Sexting is another major concern. Finding out that their kids shared naked or suggestive images of themselves with others online — or having their children’s private photos become public against their wishes — ranked as parents’ sixth-biggest worry. (Last year, sexting was ranked 13th.)
Childhood obesity, bullying, and drug abuse were the top three parental concerns, the survey reported. Child abuse came in fifth, and smoking, school violence, teen pregnancy, and stress rounding out the top 10.
“The increasing level of concern about Internet safety and sexting that are now ranked even higher than smoking as major childhood health issues really dominates the story this year,” poll director Dr. Matthew Davis, a professor of pediatrics and internal medicine in the child health evaluation and research unit at the University of Michigan Medical School, said in a news release.

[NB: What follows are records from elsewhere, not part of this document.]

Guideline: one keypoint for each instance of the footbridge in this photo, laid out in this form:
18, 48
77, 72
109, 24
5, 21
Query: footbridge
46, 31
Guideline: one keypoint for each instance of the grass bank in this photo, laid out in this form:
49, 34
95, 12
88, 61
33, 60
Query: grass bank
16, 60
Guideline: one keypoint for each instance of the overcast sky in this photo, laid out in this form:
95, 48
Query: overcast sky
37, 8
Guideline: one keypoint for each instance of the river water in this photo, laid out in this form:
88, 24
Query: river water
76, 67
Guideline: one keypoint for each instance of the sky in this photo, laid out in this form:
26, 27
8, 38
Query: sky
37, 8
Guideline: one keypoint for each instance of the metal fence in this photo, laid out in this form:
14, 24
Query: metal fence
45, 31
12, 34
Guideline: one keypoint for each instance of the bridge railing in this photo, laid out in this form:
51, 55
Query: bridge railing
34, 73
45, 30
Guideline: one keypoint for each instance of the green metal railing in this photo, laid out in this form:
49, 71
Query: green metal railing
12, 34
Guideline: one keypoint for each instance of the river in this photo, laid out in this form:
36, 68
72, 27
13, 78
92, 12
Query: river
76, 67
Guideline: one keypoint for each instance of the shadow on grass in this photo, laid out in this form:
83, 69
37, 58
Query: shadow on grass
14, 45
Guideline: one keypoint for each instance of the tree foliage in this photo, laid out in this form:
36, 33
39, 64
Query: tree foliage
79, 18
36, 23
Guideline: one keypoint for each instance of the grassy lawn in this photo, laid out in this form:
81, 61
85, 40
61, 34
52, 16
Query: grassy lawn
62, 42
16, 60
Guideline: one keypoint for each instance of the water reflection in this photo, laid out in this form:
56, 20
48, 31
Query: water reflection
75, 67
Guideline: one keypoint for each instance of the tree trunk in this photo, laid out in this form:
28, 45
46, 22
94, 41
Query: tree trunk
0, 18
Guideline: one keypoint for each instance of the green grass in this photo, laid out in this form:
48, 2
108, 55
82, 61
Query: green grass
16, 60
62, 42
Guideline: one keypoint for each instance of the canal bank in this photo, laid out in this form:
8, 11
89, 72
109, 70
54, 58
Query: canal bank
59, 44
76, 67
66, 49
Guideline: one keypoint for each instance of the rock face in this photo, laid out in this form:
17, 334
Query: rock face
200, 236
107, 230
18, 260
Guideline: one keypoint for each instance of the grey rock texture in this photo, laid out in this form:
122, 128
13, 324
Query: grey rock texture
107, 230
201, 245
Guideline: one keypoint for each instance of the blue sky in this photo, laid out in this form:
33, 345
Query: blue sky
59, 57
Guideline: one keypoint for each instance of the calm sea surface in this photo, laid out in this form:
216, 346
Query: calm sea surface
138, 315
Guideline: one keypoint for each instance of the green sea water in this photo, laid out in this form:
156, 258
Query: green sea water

The results suggest that parents feel they are on shaky ground when it comes to understanding digital threats and knowing what their kids are doing online. “Parents are dumbfounded to hear that their child has been bullied online or is involved in bullying someone else,” Parry Aftab, a digital privacy and security lawyer and founder of Stop Cyberbullying, tells Yahoo Parenting. “And they’re clueless about sexting.”
But you don’t have to be digitally savvy to help keep your kids safe online, says Aftab. Protect them with these ground rules all kids, tweens, and young teens should follow.
Teach them to never post personal information. Addresses, phone numbers, school names, family members’ phone numbers — having these out there on the Internet in any way can jeopardize a child’s safety, says Aftab, because child predators and other types of creeps look for this information.
Keep them off social media until age 13. Under the Children’s Online Privacy Protection Rule, social media companies don’t allow kids younger than 13 to sign up for accounts, and it’s smart to obey that rule, says Aftab.
Make sure all privacy settings are used. When your children are old enough to join Instagram or Facebook, don’t just ask them if they’ve set the privacy controls to the highest level; have them show you on all their social media accounts, says Aftab.
Remind kids not to share passwords. “A password is a powerful weapon, allowing someone to get into your child’s accounts and impersonate him or her,” says Aftab, who says that surveys show 70 percent of kids give their passwords to their friends, not realizing how damaging that can be.
Do a phone spot-check. Every so often, ask your child to show you her photos or recent texts. “This lets you see if he or she has sexting images on her phone, or if bullying is going on,” says Aftab. Don’t feel like you’re spying; you’re only viewing it with your child’s knowledge, and such checks should be an established rule when you agree that your child can have a phone in the first place.
Agree to help them if they’re in danger online. “The most important safety move,” says Aftab, “is to sit down with your kids and tell them that if they are ever bullied or find themselves the victims of sexting extortion or some other online behavior, that they can come to you and you’ll help them.”